長男の強い望みで、不仲なモラハラ夫との第二子を妊娠。重症つわりに苦しみながらの第二子出産は、長男に支えられ
◆長男に問われた“ほんとうのさいわい” その日の夜、長男にいつものように読み聞かせをした。目を腫らした長男が選んだ物語は、彼のお気に入りの1冊、宮沢賢治の『銀河鉄道の夜』。 “「けれどもほんとうのさいわいは一体何だろう。」” ジョバンニがいうこの台詞が、長男のお気に入りだった。 「お母さん、お母さんの、“ほんとうのさいわい”ってなあに?」 長男が言った。私は、しばし考えた。彼は幼い頃から、こうして難しい問いを定期的に投げかける。 「お母さんの幸せは、やっぱり家族みんなが健康で仲良く暮らせること、かなぁ」 「じゃあ今、お母さんは幸せじゃない?」 「どうして?」 「お母さんが、元気じゃないから」 誤魔化しのきかない子どもと話していると、大人が日頃かぶっている世間体の薄皮など、なんの意味もないように思えてくる。 「悪阻があるから、たしかに今のお母さんは元気ではないね。悪阻はね、やっぱりしんどい。ごめんね、心配かけて。でも、だから幸せじゃないとは思わないよ。もしこの子がいなくなって、悪阻がない体に戻れたとしても、お母さんはそっちのほうがうんと悲しい気持ちになるんだ」 お腹に手を当てて「この子」と言った時、長男も自然と私のお腹に手を伸ばした。 「お母さん、この子好き?」 「うん、好きだよ」 「俺のことも、そんなふうに好きだった?」 「好きだったよ。会えるのをずっと待っていたし、会えて嬉しいし、こうしてお話しできていることが幸せだし、今も大好きだよ」 言葉は不思議だ。どんなに不安で、苦しくて、つらくても、言葉にした感情のほうがより強く体に満ちてくる。“ほんとうのさいわい”は、いつだってすぐ隣にある。長男は、生まれてから今日までずっと、そのことを私に伝え続けてくれていた。

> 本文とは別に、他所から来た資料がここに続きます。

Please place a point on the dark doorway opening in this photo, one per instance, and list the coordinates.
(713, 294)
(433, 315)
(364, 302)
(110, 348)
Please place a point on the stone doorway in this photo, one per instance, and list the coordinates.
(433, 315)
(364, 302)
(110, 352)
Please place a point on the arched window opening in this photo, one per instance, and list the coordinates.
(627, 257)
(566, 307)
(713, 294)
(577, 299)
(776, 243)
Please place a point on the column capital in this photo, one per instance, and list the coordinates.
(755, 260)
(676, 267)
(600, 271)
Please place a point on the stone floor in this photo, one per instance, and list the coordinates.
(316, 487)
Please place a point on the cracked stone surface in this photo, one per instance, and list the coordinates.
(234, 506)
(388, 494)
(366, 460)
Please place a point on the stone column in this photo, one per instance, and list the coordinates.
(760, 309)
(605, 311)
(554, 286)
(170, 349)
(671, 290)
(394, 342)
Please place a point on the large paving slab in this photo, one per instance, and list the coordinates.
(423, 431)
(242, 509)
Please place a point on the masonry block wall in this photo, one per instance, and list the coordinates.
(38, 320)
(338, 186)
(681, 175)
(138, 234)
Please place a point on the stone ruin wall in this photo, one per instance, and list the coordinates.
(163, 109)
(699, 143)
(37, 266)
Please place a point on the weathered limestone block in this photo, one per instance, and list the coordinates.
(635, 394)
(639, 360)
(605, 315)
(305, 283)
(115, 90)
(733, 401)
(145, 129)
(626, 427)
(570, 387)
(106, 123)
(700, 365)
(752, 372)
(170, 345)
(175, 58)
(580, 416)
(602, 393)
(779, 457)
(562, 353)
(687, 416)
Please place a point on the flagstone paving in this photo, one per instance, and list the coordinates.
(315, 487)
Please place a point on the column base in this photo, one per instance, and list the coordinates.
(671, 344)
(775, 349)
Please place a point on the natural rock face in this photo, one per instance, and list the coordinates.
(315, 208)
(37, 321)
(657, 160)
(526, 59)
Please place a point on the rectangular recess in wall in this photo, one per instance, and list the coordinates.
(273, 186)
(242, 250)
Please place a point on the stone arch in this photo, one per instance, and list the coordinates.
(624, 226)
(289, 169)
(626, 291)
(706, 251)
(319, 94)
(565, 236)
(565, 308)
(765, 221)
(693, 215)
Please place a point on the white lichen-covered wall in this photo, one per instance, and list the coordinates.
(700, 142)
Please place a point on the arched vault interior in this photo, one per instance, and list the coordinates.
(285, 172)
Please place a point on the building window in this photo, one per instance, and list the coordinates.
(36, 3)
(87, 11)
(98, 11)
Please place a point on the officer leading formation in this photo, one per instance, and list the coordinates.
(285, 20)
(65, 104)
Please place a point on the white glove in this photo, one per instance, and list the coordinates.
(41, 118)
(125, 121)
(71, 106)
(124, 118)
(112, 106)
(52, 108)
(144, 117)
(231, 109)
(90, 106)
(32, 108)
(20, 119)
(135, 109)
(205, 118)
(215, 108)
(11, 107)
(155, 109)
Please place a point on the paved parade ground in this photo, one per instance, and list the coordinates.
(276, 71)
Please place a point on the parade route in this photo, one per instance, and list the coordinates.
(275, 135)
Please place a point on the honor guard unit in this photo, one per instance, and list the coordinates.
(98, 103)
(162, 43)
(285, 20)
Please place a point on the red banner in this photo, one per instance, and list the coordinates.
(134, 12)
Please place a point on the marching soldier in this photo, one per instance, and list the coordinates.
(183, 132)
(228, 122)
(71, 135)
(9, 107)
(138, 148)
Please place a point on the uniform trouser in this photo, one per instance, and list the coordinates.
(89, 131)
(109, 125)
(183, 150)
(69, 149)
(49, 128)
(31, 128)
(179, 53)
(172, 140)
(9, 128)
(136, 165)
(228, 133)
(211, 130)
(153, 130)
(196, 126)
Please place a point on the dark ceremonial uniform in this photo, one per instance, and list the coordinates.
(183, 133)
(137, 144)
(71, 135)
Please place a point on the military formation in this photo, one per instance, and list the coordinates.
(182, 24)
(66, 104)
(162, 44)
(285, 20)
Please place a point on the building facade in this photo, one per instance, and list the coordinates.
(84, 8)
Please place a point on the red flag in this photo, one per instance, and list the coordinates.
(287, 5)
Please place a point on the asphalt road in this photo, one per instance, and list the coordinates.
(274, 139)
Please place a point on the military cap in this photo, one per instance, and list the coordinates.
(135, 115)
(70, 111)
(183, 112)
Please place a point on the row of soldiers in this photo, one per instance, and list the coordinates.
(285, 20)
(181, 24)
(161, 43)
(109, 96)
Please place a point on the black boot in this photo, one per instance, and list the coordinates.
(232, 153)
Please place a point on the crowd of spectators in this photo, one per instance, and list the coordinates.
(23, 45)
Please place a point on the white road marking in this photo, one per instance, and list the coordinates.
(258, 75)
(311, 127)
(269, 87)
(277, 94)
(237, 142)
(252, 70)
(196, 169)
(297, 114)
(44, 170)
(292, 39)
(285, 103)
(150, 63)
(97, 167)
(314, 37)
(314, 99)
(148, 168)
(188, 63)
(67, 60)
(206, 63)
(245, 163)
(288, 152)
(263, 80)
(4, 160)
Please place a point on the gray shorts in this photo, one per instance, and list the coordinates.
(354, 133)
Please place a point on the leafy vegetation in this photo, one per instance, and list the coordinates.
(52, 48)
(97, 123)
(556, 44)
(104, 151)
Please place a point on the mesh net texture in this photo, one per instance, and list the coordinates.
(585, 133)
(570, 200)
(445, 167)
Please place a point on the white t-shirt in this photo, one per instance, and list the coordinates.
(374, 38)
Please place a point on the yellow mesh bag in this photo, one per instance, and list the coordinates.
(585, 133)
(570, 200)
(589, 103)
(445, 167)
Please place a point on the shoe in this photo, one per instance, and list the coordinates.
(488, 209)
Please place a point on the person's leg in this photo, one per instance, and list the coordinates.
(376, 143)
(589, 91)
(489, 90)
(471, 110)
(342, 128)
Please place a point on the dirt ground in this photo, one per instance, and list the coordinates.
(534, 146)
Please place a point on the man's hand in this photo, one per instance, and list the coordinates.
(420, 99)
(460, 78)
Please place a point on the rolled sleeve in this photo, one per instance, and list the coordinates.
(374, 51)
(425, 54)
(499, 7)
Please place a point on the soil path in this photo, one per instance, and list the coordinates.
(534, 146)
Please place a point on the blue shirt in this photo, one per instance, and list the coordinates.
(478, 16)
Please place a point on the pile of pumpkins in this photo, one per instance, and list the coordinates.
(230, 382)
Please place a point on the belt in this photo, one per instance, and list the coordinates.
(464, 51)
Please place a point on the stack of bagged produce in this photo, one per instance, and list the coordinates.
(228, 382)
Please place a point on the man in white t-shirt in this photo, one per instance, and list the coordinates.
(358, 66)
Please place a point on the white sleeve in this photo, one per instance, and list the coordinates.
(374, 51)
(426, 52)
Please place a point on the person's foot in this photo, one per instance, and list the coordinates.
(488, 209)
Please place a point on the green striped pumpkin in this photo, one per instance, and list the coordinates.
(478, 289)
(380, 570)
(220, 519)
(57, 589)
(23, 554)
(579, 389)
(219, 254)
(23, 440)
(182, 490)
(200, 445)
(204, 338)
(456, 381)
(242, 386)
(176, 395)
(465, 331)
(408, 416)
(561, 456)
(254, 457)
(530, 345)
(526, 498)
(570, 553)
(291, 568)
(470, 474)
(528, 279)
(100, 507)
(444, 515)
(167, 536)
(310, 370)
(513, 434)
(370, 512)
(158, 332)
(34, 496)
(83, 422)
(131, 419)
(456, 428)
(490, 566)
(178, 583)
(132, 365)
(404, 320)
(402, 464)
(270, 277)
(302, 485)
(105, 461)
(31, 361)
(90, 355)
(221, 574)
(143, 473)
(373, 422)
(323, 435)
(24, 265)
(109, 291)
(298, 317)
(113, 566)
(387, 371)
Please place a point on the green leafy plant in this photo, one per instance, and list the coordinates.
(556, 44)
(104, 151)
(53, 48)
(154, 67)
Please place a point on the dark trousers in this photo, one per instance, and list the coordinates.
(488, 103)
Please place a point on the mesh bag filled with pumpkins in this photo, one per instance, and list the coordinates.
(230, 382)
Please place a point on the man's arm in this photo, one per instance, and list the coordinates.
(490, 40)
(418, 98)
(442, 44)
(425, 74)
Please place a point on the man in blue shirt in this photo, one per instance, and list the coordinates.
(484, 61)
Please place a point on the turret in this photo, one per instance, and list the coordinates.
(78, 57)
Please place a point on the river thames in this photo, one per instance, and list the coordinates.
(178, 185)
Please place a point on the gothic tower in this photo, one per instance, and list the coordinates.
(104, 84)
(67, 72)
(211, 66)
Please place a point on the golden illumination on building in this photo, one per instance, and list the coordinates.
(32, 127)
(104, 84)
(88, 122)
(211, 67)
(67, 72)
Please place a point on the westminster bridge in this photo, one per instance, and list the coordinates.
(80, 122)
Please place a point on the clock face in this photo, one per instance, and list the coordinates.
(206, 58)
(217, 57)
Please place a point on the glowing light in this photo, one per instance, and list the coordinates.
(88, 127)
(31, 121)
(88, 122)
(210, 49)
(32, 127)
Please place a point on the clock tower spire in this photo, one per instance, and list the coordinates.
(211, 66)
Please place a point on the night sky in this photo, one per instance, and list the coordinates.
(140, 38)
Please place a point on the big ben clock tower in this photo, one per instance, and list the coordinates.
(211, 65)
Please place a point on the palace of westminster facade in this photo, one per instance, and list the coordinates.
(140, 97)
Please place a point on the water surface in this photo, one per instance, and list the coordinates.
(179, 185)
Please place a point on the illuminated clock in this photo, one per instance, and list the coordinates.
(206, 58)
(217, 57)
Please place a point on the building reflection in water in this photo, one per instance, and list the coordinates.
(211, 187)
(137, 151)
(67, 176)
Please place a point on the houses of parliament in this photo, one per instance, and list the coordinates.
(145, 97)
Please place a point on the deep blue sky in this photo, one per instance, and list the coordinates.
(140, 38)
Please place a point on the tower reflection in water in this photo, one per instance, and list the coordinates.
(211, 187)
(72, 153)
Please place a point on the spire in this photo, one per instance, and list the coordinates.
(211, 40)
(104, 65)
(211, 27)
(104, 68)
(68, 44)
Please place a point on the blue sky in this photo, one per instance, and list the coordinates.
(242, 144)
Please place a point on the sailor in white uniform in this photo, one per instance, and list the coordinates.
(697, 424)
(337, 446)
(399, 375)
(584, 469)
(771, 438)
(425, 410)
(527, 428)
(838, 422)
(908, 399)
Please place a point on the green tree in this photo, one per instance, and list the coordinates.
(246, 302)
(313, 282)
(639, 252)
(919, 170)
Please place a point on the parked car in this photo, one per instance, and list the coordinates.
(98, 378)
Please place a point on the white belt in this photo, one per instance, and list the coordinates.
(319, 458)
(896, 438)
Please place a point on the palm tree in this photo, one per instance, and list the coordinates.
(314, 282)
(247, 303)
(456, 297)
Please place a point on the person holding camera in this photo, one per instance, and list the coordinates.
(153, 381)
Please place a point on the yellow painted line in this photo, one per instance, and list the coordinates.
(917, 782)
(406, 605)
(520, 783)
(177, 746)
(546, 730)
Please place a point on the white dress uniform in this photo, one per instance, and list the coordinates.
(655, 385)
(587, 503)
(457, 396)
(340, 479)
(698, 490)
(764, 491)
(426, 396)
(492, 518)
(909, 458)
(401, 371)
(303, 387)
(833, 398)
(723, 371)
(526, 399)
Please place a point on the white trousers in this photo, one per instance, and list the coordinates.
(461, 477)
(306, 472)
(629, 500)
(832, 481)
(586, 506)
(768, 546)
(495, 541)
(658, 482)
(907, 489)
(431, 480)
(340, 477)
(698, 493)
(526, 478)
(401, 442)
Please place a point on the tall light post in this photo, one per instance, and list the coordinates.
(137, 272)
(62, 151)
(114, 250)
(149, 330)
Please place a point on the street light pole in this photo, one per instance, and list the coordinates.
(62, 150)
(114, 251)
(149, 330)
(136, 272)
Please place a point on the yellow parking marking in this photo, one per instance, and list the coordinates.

◆自分よりも大切な存在がある喜び “「なにがしあわせかわからないです。ほんとうにどんなつらいことでもそれがただしいみちを進む中でのできごとなら峠の上りも下りもみんなほんとうの幸福に近づく一あしずつですから。」” 銀河鉄道の中で灯台守が言うこの台詞を、時折思い返す。人間は勝手な生き物で、考えも生き方も日々変わる。「なにが幸せか」はその時によるし、「つらいこと」が必ずしも幸福に近づく1歩になるとは限らない。それでも、この日、長男の温もりを感じながら読んだ馴染みの童話は、驚くほど私の中に染み込んだ。 つらい現実を生きるジョバンニ。心優しいカムパネルラ。2人が乗り込んだ銀河鉄道に、かつて私も乗りたいと夢見ていた。カムパネルラの最後を知っても尚、いや、知ったからこそ、幼い私は銀河鉄道のお迎えをひそやかに待っていた。だが、長男が産まれて、彼の願いに背中を押されて新たな命を宿した私は、昔とはまったく違う心持ちで物語と対峙した。 “「僕もうあんな大きな暗(やみ)の中だってこわくない。きっとみんなのほんとうのさいわいをさがしに行く。どこまでもどこまでも僕たち一緒に進んで行こう。」” 私の声に被せて、長男がお気に入りの台詞を諳んじる。 「俺もこわくないよ。暗いのも、空の上も、水の中も、こわくない」 「お母さんは、こわいな」 「大丈夫、俺がいるから。どこまでも一緒に進んで行こう」 長男の優しさが、カムパネルラのような結末につながらないことを祈った。闇を恐れてほしい。誰よりも自分を優先してほしい。誰かを守る前に、自分を守ってほしい。でも、それを口に出すのは憚られた。私もきっと、息子のためなら迷わず飛び込む。矛盾している、と思う。でも、この時、誰からの押し付けでもなく、自らの意思で「母になってよかった」と思えた。 「一緒に行こうね」 お腹に手を当てて、長男が優しい声を出した。あの声は、きっと次男にも届いていただろう。